# Query Guide

Queries are useful when you want to extract a dataset from Rhythm that might include data from multiple apps. Generally,
this data is used to synchronize another system or to populate a cache that you manage. You could then access this data
behind your own APIs. These kinds of queries are usually executed on a regular interval, such as every hour, and may define
criteria to only return records that have been modified in that time.

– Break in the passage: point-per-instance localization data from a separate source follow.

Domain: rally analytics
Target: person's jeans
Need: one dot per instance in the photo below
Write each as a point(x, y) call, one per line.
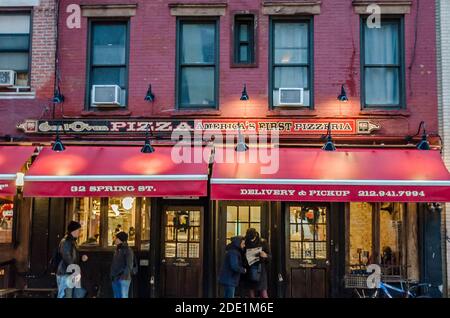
point(65, 292)
point(228, 291)
point(121, 288)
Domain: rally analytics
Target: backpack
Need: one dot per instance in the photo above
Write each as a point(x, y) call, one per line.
point(54, 261)
point(135, 268)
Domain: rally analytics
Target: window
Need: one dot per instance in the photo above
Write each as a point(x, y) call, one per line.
point(197, 63)
point(376, 236)
point(291, 60)
point(102, 218)
point(87, 213)
point(241, 218)
point(308, 232)
point(182, 234)
point(109, 58)
point(6, 221)
point(122, 218)
point(382, 64)
point(244, 39)
point(15, 45)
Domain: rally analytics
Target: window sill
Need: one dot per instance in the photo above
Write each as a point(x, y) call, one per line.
point(17, 95)
point(385, 112)
point(106, 112)
point(195, 112)
point(292, 111)
point(237, 65)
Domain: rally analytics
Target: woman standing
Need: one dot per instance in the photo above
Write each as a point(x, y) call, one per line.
point(256, 278)
point(232, 267)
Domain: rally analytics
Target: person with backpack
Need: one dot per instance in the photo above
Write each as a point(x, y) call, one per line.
point(68, 276)
point(122, 267)
point(232, 267)
point(256, 281)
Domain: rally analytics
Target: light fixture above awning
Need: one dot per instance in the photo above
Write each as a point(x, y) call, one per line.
point(117, 171)
point(344, 175)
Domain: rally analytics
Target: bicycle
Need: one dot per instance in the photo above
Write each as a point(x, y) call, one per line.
point(386, 290)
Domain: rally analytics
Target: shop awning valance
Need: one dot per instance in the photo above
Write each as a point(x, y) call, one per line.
point(12, 160)
point(118, 171)
point(344, 175)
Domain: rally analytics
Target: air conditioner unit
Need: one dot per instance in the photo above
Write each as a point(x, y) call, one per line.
point(106, 95)
point(291, 96)
point(7, 78)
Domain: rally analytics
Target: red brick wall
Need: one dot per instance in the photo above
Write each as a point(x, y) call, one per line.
point(336, 61)
point(13, 111)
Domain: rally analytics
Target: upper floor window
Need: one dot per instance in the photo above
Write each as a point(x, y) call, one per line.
point(197, 64)
point(244, 40)
point(382, 64)
point(108, 64)
point(291, 63)
point(14, 49)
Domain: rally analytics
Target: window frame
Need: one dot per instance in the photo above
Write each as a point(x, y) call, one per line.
point(310, 65)
point(196, 20)
point(238, 20)
point(90, 67)
point(30, 40)
point(399, 19)
point(104, 224)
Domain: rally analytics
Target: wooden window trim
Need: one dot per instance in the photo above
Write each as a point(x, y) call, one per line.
point(28, 12)
point(310, 64)
point(198, 9)
point(90, 66)
point(311, 7)
point(402, 77)
point(234, 36)
point(180, 22)
point(108, 10)
point(387, 6)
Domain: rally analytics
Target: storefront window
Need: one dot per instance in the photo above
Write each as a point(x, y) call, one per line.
point(391, 233)
point(87, 212)
point(182, 234)
point(240, 218)
point(145, 225)
point(360, 233)
point(308, 232)
point(6, 221)
point(122, 217)
point(376, 236)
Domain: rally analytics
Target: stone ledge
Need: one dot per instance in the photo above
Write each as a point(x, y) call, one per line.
point(387, 7)
point(291, 8)
point(197, 9)
point(108, 10)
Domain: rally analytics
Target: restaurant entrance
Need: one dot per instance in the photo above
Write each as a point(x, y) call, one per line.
point(182, 251)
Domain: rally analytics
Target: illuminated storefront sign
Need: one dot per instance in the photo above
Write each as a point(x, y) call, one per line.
point(309, 126)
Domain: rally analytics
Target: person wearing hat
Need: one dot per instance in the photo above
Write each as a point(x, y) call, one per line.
point(122, 266)
point(68, 251)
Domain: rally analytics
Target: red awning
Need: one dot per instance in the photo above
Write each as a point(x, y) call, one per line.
point(118, 171)
point(344, 175)
point(12, 159)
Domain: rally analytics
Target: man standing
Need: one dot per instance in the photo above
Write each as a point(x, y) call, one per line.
point(68, 275)
point(122, 266)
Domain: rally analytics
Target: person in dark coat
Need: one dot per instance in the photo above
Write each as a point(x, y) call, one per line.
point(122, 266)
point(68, 274)
point(232, 267)
point(252, 241)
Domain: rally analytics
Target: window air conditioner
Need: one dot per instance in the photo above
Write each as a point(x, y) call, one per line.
point(291, 96)
point(7, 78)
point(105, 95)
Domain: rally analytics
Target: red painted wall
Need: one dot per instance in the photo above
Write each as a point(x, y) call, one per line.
point(336, 61)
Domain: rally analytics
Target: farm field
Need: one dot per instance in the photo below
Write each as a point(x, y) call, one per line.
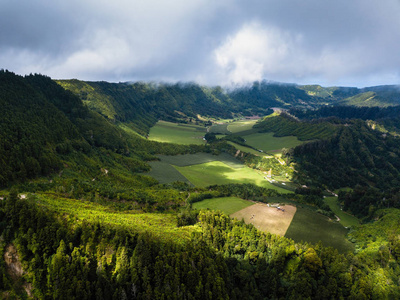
point(346, 219)
point(184, 134)
point(246, 149)
point(243, 125)
point(219, 128)
point(312, 227)
point(268, 143)
point(216, 172)
point(228, 205)
point(162, 225)
point(200, 158)
point(165, 173)
point(267, 219)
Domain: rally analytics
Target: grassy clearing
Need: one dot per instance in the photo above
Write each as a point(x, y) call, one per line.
point(216, 172)
point(246, 149)
point(346, 219)
point(129, 130)
point(183, 134)
point(220, 128)
point(268, 143)
point(267, 219)
point(312, 227)
point(243, 125)
point(227, 205)
point(200, 158)
point(163, 226)
point(165, 173)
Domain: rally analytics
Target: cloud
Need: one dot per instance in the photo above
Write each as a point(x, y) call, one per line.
point(213, 42)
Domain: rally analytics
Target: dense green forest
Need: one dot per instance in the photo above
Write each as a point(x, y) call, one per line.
point(64, 147)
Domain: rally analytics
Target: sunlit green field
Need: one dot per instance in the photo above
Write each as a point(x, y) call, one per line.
point(200, 158)
point(246, 149)
point(346, 219)
point(216, 172)
point(312, 227)
point(177, 133)
point(228, 205)
point(162, 225)
point(268, 143)
point(165, 173)
point(220, 128)
point(243, 125)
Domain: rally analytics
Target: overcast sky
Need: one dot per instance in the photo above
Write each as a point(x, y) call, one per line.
point(223, 42)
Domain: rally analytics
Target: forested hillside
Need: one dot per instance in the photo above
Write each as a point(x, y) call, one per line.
point(81, 219)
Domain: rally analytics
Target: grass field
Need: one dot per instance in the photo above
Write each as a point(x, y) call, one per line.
point(165, 173)
point(216, 172)
point(227, 205)
point(346, 219)
point(163, 226)
point(267, 219)
point(246, 149)
point(184, 134)
point(312, 227)
point(243, 125)
point(268, 143)
point(200, 158)
point(220, 128)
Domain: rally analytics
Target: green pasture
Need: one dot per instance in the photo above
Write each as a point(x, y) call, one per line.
point(162, 225)
point(312, 227)
point(228, 205)
point(268, 143)
point(184, 134)
point(246, 149)
point(346, 219)
point(219, 128)
point(129, 130)
point(165, 173)
point(242, 125)
point(184, 160)
point(216, 172)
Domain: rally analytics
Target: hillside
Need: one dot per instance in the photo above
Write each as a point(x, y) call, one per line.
point(81, 218)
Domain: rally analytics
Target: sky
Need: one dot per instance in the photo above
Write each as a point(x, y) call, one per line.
point(224, 42)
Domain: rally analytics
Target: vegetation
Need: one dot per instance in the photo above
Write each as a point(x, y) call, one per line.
point(308, 226)
point(177, 133)
point(345, 219)
point(284, 125)
point(228, 205)
point(81, 218)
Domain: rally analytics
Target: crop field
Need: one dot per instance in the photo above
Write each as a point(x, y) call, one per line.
point(246, 149)
point(243, 125)
point(268, 143)
point(220, 128)
point(346, 219)
point(200, 158)
point(184, 134)
point(227, 205)
point(267, 219)
point(312, 227)
point(162, 225)
point(165, 173)
point(216, 172)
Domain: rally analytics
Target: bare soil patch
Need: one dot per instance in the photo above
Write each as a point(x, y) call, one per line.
point(267, 218)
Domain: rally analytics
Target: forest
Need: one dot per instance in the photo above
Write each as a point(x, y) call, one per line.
point(80, 218)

Depending on the complexity of a query, it may take several seconds to complete. Therefore, queries **are not recommended**
for use-cases where users will be waiting on the query to complete, such as displaying results on a webpage. In those cases,
the recommended approach is to use the specific endpoints in the [API References](/apis), or to run the query periodically and
cache the results behind your own APIs.

## Authentication

Since queries are not recommended for direct user interactions, they are usually executed by a script or other scheduled
process. In these machine-to-machine scenarios, the client credentials authentication flow is required to generate your
access token.

Please review the [authentication](/tutorials/authentication) quick start for more information. **Be sure to cache those tokens
if you are going to execute more than one query per day**.

## Overview

Start by deciding where to store the definition of your query. You can store the query as an asset in your program (static query),
or retrieve it at execution time from the Rhythm API (dynamic query). Below we'll take a look at how those flows differ.

Query Types
A query is specific to a particular **query type**, such as `rolodex:contacts` or `events:functions`.
Different query types usually have different fields available for use in a query. This is why a query that works properly for one
query type may not be valid for a different query type.

Query UI
It is often helpful to use the Rhythm console UI to define your query. This makes it easy to find the query type and fields you are
interested in, as well as to set the default criteria see (see Criteria section below).

### Starting a Query

Once you have your query defined, you can POST it to the [System API > Queries endpoint](/apis/system/system-v1/queries/startquery).
In the URI of this POST, you can specify the query type, as well as the format for results. Valid values include `json`, `csv`,
`excel`, `excelUnformatted`, or `xml`. This POST will start your query and return you the query execution ID.

Performance
The format you choose for your results directly impacts the performance of the `CONVERTING` status of the query. Queries using
`csv` or `json` perform the best.

### Getting Query Results

You can use the query execution ID in the URI of the [System API > Queries endpoint](/apis/system/system-v1/queries/describequery).
This endpoint will return information about the execution including its current `status`. Once the `status` is `FINISHED`,
the response will also include a URL where you can retrieve the query results or metadata about the fields included in the results.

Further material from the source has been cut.